Evaluating a product $\prod_{n=0}^{100}\left(1+\dfrac{1}{a^{2^n}}\right)$

Question

How would you evaluate this product? $$\displaystyle \prod_{n=0}^{100}\left(1+\dfrac{1}{a^{2^n}}\right)$$ I know one way in which multiplying the product by $\left(1-\dfrac{1}{a}\right)$ does the job but I was looking for a more formal approach.

Answer 1

If you want to keep the product sign: $$\begin{align}\left(1-\frac1a\right)\prod_{n=0}^{100}\left(1+\frac1{a^{2^n}}\right)&=\left(1-\frac1{a^2}\right)\prod_{n=1}^{100}\left(1+\frac1{a^{2^n}}\right)\\&=\left(1-\frac1{a^{2^2}}\right)\prod_{n=2}^{100}\left(1+\frac1{a^{2^n}}\right)\\&=\cdots\\&=\left(1-\frac1{a^{2^{100}}}\right)\prod_{n=100}^{100}\left(1+\frac1{a^{2^n}}\right)\\&=\left(1-\frac1{a^{2^{100}}}\right)\left(1+\frac1{a^{2^{100}}}\right)=1-\frac1{a^{2^{101}}}\end{align}$$

Answer 2

$$1 + {a^{-2^n}} = \frac{1 - a^{-2^{n+1}}}{1 - a^{-2^n}}$$ So we have a telescoping product $$ \prod_{n=0}^N \left(1 + a^{-2^n}\right) = \frac{1-a^{-2^{N+1}}}{1-a^{-1}}$$

Answer 3

Isn't there a nice way to do this keeping the Pi sign?

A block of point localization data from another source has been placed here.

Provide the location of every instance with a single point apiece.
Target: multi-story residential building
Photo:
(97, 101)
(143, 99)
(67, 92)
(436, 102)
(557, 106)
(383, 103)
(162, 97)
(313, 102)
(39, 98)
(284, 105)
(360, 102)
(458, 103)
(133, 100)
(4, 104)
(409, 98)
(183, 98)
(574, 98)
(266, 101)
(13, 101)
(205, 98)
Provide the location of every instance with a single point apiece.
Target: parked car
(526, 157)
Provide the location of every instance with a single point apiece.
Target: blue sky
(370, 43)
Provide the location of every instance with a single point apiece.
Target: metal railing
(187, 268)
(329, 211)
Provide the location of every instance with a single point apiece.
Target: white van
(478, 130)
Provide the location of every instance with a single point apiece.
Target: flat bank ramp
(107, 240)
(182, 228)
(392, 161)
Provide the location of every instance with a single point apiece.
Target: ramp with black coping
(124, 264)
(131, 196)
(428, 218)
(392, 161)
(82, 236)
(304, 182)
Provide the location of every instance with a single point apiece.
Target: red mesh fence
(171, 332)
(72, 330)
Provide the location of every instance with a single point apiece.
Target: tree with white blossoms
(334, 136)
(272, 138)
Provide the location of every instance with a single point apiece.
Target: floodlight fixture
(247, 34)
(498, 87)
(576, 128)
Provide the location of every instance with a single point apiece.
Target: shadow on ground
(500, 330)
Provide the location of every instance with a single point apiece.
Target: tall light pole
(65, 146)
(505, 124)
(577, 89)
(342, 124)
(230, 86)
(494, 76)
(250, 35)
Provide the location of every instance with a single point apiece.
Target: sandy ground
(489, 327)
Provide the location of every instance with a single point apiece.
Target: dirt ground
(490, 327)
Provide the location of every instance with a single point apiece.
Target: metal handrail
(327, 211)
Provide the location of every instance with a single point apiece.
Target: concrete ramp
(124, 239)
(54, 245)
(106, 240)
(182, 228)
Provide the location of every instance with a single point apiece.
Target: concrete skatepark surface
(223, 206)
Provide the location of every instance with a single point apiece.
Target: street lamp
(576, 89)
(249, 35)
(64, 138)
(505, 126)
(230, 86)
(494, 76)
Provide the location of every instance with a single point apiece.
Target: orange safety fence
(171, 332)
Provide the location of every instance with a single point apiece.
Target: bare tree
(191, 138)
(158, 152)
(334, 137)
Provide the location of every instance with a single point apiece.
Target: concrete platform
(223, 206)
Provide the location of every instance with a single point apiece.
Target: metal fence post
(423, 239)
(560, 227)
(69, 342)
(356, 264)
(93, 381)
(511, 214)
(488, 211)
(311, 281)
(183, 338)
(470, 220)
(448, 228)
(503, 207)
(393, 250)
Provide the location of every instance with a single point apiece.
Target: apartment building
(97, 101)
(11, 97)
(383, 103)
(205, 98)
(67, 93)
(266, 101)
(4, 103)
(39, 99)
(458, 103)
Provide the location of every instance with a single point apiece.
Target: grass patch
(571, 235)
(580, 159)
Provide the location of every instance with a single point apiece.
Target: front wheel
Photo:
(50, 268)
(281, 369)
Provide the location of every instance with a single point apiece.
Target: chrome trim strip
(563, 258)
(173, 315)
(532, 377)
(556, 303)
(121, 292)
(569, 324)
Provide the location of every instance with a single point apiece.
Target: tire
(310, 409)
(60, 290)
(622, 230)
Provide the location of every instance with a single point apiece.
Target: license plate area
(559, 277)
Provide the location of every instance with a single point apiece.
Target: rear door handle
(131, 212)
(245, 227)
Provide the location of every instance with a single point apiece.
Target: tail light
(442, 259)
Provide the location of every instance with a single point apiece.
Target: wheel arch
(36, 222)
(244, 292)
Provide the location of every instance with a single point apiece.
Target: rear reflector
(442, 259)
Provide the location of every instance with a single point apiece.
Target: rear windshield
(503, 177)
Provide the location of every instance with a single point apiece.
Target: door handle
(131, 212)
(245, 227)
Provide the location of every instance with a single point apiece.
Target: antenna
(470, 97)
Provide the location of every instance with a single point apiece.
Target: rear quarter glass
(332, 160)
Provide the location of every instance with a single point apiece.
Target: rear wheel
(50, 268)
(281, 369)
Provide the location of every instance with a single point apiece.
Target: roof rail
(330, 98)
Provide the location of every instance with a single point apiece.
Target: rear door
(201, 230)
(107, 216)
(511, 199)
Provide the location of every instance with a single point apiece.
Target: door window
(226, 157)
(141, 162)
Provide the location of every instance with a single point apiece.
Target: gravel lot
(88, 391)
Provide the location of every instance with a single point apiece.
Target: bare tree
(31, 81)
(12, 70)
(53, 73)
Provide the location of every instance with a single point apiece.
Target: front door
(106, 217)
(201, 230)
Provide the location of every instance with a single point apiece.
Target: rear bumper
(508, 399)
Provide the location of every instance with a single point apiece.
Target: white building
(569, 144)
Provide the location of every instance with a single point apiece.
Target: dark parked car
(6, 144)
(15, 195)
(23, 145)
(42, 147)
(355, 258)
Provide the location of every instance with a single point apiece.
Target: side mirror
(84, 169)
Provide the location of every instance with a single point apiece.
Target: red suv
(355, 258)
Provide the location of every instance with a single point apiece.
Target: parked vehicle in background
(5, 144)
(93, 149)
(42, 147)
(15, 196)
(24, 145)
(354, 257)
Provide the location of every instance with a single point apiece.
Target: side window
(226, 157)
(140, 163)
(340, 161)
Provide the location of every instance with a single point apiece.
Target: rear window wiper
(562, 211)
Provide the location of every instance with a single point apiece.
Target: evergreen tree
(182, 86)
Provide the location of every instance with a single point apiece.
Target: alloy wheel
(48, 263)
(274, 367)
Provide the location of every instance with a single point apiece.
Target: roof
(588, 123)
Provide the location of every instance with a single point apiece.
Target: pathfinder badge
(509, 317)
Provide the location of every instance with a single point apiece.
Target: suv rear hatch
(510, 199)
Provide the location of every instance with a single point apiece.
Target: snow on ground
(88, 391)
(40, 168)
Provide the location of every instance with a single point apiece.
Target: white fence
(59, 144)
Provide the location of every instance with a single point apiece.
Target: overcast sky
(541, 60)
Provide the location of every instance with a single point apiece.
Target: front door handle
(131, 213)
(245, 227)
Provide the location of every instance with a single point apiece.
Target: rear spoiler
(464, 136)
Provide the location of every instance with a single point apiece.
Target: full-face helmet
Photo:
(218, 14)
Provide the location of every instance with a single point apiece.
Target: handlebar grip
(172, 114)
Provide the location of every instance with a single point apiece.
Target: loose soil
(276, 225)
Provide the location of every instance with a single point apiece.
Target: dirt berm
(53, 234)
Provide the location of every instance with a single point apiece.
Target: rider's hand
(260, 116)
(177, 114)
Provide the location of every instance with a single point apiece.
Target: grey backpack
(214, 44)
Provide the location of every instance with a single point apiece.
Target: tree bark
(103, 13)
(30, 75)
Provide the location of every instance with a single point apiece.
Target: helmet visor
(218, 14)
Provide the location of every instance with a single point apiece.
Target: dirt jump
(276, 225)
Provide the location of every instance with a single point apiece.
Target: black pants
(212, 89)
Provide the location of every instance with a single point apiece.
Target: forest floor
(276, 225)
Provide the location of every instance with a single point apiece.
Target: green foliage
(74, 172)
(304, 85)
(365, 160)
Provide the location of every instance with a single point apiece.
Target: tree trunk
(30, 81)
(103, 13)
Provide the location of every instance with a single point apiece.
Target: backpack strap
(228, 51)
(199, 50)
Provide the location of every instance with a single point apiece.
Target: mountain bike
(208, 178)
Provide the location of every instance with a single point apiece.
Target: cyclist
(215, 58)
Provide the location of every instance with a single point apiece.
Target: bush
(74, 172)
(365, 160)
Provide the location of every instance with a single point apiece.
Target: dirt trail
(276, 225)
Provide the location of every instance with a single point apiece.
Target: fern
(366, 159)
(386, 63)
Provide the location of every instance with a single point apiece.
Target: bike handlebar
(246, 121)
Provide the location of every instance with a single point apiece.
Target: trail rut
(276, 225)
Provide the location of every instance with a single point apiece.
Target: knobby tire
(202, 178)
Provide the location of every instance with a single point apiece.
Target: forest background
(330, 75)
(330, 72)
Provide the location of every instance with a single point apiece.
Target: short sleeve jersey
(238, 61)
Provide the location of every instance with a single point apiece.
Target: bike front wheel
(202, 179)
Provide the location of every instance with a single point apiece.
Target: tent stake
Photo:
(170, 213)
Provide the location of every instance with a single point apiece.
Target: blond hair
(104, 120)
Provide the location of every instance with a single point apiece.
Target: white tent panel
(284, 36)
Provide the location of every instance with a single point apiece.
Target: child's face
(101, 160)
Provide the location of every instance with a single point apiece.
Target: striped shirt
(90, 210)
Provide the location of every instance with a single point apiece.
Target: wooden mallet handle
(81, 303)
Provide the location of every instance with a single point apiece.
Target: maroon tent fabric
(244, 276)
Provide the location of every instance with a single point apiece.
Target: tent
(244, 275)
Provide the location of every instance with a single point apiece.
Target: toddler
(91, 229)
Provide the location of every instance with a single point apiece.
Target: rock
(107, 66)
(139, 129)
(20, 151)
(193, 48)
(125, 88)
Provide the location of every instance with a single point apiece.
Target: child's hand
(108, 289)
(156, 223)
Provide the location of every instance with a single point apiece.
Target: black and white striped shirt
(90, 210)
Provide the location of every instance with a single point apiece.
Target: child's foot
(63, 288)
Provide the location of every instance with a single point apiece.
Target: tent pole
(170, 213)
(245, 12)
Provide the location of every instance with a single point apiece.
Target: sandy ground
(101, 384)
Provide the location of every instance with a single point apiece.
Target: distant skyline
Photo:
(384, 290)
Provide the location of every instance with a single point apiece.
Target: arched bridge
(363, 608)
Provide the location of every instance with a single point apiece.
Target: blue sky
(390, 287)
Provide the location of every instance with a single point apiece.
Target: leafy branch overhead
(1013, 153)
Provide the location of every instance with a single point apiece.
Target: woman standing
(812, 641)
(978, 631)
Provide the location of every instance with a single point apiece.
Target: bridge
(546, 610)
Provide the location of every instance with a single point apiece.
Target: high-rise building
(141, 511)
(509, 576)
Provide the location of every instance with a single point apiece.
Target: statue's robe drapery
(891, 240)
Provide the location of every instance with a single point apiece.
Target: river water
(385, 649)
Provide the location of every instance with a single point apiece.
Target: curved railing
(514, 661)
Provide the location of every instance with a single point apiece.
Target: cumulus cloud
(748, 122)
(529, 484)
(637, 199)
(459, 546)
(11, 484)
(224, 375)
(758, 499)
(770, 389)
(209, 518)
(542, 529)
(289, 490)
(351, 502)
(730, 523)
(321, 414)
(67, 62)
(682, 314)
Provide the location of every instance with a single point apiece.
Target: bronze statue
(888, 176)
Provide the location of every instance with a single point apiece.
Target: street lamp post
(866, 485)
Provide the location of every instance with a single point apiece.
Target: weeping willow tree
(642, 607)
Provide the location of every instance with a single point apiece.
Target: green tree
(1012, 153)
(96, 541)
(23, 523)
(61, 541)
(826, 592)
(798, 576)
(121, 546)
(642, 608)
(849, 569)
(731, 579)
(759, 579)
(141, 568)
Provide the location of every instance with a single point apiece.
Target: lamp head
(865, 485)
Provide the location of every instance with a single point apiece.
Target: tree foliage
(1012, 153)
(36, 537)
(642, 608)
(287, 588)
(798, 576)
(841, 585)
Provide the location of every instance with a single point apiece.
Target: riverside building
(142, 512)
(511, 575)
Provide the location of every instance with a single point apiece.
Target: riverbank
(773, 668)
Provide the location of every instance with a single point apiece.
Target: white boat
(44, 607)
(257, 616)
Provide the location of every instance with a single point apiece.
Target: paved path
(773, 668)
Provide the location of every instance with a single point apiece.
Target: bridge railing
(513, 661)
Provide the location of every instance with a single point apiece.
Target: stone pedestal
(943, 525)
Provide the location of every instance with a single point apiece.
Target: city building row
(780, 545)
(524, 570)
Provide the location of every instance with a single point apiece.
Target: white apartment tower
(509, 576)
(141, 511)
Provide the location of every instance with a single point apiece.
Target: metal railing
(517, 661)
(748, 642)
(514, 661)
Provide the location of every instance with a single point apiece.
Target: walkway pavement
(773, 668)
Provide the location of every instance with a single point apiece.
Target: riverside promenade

Let $\,b = \dfrac{1}{a}\,$, then using the algebraic identity $\,1+b^{2^k}=\dfrac{1-b^{2^{k+1}}}{1-b^{2^k}}\,$:

$$\require{cancel} \prod_{n=0}^{100}\left(1+b^{2^n}\right) = \prod_{n=0}^{100} \frac{1-b^{2^{n+1}}}{1-b^{2^n}} = \frac{\prod_{\color{blue}{n=0}}^{\color{blue}{100}} \left(1-b^{2^{\color{blue}{n+1}}}\right)}{\prod_{n=0}^{100} \left(1-b^{2^{n}}\right)}=\frac{\prod_{\color{red}{n=1}}^{\color{red}{101}} \left(1-b^{2^{\color{red}{n}}}\right)}{\prod_{n=0}^{100} \left(1-b^{2^{n}}\right)} \\[10px] =\frac{\left(1-b^{2^{101}}\right) \cdot \bcancel{\prod_{n=1}^{100} \left(1-b^{2^{n}}\right)}}{\left(1-b^{2^{0}}\right) \cdot \bcancel{\prod_{n=1}^{100} \left(1-b^{2^{n}}\right)}} = \ldots $$

Answer 4

An interesting way to look at this product is by realizing that it is tied to the binary representation of the integers spanning from $0$ to $2^{N+1}-1$.

In fact, since $(1+x)(1+y)=1+x+y+xy$, then it is easy to deduct that $${\prod _{n=0}^N \left(1+x^{2^n}\right)}={\sum_{0 \le k \le 2^{N+1}-1}x^k}$$ i.e., where $k$ spans all the integers representable by $N$ bits.